I punched him in the face with my clock-arm at close range, his nose broke, and he closed his eyes. Whether he did or didn’t would have made no difference, my knife would have sliced his throat all the same.

I grabbed the gun; I could shoot that last shot without troubles now that my full Constitution was twenty-six.

Or that was what I wanted to do as I turned around to launch to the cabin.

I didn't know what saved me first at that point; if the fact that I had been Tracked or if it was the new feeling of disturbance in the night's Shade, but the moment I turned, I knew that I had to evade by shifting my body to the right.

Then came the rain of bullets that ravished the ships' red metal and could have made mincemeat of me if I hadn't stepped aside.

I managed to evade just in time, and then I threw my knife to the back of the ship, where I transferred and hid behind the rail.

As I fought down my panicked breath, I heard the boy speak.

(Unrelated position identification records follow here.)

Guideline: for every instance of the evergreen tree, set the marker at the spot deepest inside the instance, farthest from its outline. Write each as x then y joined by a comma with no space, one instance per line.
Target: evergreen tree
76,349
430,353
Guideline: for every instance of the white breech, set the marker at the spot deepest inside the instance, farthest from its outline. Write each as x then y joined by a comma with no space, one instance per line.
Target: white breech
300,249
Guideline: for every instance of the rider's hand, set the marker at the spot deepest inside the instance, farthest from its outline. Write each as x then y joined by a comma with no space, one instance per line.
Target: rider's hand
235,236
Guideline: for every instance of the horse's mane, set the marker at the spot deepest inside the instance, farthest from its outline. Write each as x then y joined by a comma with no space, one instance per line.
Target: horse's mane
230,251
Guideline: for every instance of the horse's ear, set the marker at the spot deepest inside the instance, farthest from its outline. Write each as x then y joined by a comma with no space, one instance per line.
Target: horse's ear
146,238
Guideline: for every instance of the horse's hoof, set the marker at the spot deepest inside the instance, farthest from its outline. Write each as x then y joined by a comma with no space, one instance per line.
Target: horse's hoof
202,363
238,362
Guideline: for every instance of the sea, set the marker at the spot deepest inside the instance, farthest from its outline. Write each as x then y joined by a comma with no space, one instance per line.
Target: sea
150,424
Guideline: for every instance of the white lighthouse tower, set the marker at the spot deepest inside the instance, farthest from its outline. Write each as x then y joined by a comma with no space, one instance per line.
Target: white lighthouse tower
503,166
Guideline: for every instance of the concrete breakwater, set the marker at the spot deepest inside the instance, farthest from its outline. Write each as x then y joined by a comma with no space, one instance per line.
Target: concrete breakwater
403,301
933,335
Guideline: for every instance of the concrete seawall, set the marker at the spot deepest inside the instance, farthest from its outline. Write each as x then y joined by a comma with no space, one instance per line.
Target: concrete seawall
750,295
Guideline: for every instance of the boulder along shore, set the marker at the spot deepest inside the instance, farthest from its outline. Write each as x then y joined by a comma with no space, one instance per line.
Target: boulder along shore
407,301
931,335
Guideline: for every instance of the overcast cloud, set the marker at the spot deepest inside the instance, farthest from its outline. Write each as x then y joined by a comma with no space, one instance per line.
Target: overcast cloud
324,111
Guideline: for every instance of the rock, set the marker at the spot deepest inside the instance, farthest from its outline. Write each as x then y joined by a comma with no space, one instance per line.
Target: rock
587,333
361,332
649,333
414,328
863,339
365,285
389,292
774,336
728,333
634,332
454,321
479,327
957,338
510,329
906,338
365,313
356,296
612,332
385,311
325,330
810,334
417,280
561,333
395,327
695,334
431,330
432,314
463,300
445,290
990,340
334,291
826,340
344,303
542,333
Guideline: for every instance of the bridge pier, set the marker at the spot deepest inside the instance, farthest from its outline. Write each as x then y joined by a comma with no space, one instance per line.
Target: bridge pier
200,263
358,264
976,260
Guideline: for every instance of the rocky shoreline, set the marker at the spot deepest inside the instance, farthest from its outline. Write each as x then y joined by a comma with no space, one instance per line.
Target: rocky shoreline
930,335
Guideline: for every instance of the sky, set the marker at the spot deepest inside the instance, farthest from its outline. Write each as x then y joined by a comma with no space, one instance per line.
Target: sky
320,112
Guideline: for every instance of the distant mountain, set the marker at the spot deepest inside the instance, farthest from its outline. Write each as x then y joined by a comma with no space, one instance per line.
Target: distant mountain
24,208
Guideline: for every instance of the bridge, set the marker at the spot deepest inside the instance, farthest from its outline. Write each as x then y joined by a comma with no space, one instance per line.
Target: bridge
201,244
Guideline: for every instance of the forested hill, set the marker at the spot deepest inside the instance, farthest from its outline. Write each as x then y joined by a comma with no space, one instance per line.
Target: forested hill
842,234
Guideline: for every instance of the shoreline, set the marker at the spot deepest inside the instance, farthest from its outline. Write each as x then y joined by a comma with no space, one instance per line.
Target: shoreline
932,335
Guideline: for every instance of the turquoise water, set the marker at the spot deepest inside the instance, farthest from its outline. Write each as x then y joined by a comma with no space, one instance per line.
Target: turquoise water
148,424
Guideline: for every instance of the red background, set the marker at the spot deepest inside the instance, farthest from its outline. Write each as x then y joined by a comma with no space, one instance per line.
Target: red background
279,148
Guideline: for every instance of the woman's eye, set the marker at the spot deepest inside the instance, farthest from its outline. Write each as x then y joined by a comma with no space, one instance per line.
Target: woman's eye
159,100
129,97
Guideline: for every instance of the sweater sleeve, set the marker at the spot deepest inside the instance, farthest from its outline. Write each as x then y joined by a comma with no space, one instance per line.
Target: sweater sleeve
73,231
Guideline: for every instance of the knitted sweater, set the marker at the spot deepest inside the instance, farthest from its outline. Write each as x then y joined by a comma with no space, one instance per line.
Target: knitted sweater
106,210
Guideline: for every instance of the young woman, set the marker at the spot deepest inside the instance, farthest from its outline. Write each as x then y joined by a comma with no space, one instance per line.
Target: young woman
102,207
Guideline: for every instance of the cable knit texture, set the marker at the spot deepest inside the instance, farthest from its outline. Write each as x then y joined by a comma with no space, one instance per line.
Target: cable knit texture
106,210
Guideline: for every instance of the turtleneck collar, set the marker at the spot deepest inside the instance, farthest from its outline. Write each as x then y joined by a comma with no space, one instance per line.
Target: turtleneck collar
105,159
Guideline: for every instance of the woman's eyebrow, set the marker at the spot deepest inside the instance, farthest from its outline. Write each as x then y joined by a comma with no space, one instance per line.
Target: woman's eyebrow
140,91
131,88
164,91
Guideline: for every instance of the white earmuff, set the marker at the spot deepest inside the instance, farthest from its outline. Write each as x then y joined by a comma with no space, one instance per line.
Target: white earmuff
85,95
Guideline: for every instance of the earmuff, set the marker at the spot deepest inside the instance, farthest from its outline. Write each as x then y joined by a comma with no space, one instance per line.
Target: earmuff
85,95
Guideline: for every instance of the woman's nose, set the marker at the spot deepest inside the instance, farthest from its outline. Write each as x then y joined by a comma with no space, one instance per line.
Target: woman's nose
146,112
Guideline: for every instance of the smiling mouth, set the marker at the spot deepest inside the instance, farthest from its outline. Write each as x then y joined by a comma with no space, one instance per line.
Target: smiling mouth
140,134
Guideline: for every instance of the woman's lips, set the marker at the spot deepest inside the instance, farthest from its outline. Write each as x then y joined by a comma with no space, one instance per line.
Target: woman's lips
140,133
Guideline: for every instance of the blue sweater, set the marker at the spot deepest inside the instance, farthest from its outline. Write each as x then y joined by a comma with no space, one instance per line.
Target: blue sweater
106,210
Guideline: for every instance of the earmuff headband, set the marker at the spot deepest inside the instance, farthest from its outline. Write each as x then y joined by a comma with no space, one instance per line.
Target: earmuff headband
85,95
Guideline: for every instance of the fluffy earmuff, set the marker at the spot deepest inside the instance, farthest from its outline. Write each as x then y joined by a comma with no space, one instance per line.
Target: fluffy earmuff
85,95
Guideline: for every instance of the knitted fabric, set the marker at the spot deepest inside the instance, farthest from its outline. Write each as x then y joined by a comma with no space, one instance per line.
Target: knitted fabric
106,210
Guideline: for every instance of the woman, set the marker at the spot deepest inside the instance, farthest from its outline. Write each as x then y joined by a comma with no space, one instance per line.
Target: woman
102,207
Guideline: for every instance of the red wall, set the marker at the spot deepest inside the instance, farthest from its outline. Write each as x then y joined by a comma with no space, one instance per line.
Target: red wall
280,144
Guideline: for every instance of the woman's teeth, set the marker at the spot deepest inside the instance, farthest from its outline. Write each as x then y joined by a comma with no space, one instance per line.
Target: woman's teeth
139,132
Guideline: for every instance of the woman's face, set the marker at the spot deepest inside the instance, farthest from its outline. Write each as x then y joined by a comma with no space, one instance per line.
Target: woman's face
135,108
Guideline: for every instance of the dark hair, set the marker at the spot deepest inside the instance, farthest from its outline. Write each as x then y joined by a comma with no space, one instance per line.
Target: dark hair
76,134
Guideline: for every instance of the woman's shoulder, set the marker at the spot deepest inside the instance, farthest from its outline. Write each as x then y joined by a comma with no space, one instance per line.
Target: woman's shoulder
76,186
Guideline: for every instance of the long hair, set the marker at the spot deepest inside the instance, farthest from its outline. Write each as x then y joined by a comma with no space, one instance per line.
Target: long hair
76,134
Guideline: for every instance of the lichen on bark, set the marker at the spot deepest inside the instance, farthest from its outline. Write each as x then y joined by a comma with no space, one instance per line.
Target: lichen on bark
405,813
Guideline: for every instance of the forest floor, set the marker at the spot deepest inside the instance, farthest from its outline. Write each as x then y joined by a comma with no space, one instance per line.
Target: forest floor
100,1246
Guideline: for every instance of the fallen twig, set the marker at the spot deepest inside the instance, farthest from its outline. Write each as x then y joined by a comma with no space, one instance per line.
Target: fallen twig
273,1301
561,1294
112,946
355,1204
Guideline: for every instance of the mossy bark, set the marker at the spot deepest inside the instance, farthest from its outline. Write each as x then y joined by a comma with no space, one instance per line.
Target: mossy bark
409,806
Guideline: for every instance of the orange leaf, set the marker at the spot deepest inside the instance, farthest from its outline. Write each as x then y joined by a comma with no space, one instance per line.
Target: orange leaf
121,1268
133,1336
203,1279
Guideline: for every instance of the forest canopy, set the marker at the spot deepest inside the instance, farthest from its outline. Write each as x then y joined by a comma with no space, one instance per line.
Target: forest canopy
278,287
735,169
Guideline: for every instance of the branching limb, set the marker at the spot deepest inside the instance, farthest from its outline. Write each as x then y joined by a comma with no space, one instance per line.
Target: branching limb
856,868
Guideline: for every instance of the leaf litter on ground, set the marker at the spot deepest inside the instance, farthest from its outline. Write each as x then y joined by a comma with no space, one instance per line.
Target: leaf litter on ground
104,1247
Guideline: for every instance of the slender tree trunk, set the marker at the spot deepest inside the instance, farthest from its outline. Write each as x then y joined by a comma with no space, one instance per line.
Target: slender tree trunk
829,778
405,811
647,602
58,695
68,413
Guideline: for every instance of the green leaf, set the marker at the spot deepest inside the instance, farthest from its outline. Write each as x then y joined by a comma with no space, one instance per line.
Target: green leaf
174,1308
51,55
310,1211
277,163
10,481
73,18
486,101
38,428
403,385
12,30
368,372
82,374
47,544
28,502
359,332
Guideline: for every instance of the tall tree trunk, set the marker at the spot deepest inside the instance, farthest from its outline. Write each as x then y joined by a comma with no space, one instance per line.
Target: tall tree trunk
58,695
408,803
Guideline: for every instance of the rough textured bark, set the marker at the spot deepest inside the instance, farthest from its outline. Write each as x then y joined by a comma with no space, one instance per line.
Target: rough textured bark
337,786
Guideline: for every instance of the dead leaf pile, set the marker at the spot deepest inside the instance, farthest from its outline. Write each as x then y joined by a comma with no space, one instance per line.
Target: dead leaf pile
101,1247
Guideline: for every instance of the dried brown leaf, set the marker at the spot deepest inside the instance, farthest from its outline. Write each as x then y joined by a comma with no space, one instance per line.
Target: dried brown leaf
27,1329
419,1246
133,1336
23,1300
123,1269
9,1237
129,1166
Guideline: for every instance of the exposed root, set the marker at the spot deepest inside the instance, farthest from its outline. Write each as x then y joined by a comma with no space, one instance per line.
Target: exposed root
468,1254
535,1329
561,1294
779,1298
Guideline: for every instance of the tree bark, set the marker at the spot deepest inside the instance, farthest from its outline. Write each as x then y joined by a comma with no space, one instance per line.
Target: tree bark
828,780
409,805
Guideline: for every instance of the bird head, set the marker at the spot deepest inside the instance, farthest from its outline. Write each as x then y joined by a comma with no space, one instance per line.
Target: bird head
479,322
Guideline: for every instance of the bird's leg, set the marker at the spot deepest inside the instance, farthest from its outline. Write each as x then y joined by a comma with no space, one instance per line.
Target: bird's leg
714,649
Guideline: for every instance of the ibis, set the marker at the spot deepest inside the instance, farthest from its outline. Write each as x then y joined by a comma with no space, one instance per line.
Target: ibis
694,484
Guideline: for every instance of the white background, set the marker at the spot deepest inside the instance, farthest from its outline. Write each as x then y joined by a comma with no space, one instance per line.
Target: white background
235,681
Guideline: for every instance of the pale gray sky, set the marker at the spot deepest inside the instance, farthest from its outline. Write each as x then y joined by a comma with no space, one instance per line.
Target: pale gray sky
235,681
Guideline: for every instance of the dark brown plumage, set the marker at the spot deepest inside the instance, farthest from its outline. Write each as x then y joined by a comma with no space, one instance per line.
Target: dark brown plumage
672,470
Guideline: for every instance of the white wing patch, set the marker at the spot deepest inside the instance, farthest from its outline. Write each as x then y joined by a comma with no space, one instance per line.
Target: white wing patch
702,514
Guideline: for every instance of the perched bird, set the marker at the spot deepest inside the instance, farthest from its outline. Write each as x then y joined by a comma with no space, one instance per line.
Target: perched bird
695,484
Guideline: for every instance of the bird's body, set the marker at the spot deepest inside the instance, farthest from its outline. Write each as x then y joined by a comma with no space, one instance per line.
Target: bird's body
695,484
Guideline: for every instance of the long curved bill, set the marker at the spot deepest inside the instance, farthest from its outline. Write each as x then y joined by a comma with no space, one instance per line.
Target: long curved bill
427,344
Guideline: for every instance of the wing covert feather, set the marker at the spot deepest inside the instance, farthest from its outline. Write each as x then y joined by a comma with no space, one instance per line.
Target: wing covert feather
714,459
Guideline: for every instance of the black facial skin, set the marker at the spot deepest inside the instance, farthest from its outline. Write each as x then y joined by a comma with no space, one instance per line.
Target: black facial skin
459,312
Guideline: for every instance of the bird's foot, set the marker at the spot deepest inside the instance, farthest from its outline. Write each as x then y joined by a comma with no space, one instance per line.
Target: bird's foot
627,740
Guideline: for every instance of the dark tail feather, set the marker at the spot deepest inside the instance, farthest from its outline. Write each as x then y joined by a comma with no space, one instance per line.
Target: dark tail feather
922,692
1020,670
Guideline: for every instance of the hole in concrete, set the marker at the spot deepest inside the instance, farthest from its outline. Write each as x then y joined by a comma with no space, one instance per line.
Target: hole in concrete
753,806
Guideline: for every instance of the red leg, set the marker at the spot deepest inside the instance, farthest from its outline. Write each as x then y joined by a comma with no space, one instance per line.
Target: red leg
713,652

"You could have run away!" A voice shouted aloud to beat the sound of the wind, an accent I didn't recognize in his tone, "Why didn't you take that chance?"

It was him, wasn't he?

I looked above the rail slightly, only to receive another round of shots from his damn Flow-submachine-gun.

"Crap," I whispered to myself

The young commander was not alone; there was a most troublesome person near him. Someone that threw my plans to shit.

A damn Monk Nun of the Sun. Now I could say I was in serious trouble.